President Trump is threatening again to withdraw from NAFTA “within a relatively short period of time,” in an attempt to pressure Congress to ratify a proposed treatment known as the USMCA. The proposal has received bipartisan pushback: Democrats object that the agreement does too little to protect American jobs, whereas some Republicans argue it is too protectionist. Trump’s ability to unilaterally tear up NAFTA remains in doubt. No domestic law prohibits Trump from single-handedly invoking Article 2205 of the treaty, to trigger withdrawal from NAFTA — but that would not repeal the 1993 NAFTA Implementation Act, under which some parts of the agreement would remain in force.
The nation’s first ever charter teachers’ strike began yesterday in Chicago as 500 teachers for the Acero Schools charter network walked out to demand higher pay and smaller class sizes. According to the Chicago Teachers Union, teachers at the Acero charter network earn as much as $13,000 less than Chicago public school teachers and the classes are as large as 32 students at each grade level. The strike follows massive nationwide teachers’ strikes this spring. But the Chicago Acero charter strike could mark a new watershed moment. According to the New York Times, only about 11 percent of charter schools nationwide are unionized.
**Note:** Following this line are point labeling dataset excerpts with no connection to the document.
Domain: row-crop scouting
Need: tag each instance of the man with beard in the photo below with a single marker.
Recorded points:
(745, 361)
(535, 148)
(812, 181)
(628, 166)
Women’s law associations at the top law schools across the country are joining a campaign to take on forced arbitration. Over a dozen groups representing women law students announced Monday that they would “no longer accept any funds from any law firm that requires employees to sign mandatory arbitration agreements” or promote those firms in any way. The move follows growing opposition among law students to forced arbitration agreements that force workers to waive the right to sue over workplace abuses like sexual harassment and wage theft. The campaign, which is led by the Pipeline Parity Project, a group of Harvard Law students opposed to mandatory arbitration, has successfully pressured some of the world’s largest law firms to drop forced arbitration agreements for their employees.